More pupils to study hungry - Report

Pupils of St Mary’s  Kiryowa Primary School in Buikwe District are served  porridge during break time on April 11, 2019. PHOTO /DENIS EDEMA

What you need to know:

  • Many parents’ ability to provide food for their primary going school children has been frustrated due to the pandemic. 

The government should be prepared to support or even feed pupils, majority of whom will be going hungry when schools are reopened, a new research has disclosed. 

A study titled; Prospecting for School Feeding and Nutrition under Universal Primary Education (UPE) in Uganda states that many households in rural areas, whose children account for about 80 per cent of the estimated 7.9 million learners in primary education, have failed to support the feeding of their children at school despite the Education Act handing the responsibility to parents/guardians.

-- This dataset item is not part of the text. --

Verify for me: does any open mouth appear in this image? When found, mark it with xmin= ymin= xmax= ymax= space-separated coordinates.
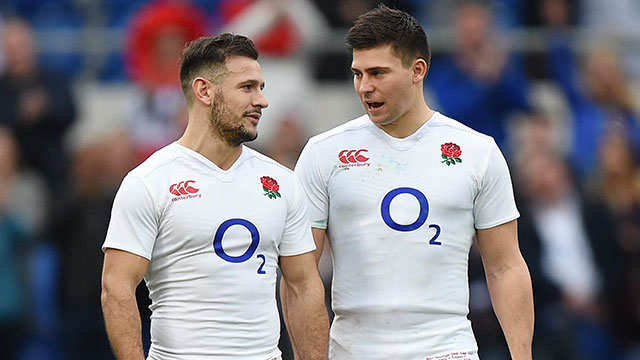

The Uganda Debt Network (UDN) report also indicates that even with more than 20 years of UPE implementation, only up to approximately 33 percent of children receive a meal at school, leaving out 67 percent.

The report adds that only 41 percent of UPE children receive a meal while at school in urban and peri-urban areas compared to 32 percent in rural areas. 

And with Covid-19 pandemic situation, the report reveals that the ability of many parents/guardians to provide food for their primary going-school children has taken a toll on them. 

Although guidelines on school feeding and nutrition intervention programme task the parents/guardians to contribute beans, maize and other foodstuffs in cash or kind to feed their children at school, teachers, support staff and orphans, they have largely remained on paper , the report states. 

“In line with the above, the Ministry of Education and Sports and partners such as Uganda Debt Network recognise that feeding at school is an essential and integral component of a child-friendly school environment, cognitive brain development and excellence,” the report reads in part. 

“On the contrary, not feeding a child at school is a violation of children’s rights under the United Nations Declarations on the Rights of the Child and other international protocols and conventions to which Uganda is signatory,”  it adds.  

According to USAID, more than 30 percent of the country’s total population faces some level of chronic food insecurity, contributing partly to some families, especially in rural areas continued failure to provide the basic family needs.

Hungry at school
A 2014 Uganda Bureau of Statistics report acknowledges that up to 66 percent of learners in primary schools study on empty stomachs. 

UPE enrolment has increased from 3.1 million in 1997 to 10.7 million pupils as of 2019. Government has also implemented the Universal Secondary Education since 2007 to absorb those transitioning from primary to secondary level. 

The report also identified limited and/ or lack of sustainable school feeding and nutrition of pupils, teachers and school workers in some schools as one of the major factors affecting education.

Solution 
Another research done by UDN and National Children’s Authority in Acholi and Karamoja sub-regions recently, shows that school gardening can be a solution to hunger problem most pupils suffer. All that is needed, according to the survey, is a one-off approximately two financial years modest financing to the schools, for farm implements such hoes, machetes, pick-axes and others.

In 2013, government designed the school feeding and nutrition guidelines to improve child health, nutrition and educational performance and in April 2018, the Minister of Education, Ms Janet  Museveni, launched the national school feeding mobilisation campaign for parents and leaders at all levels to ensure all children get a meal while at school.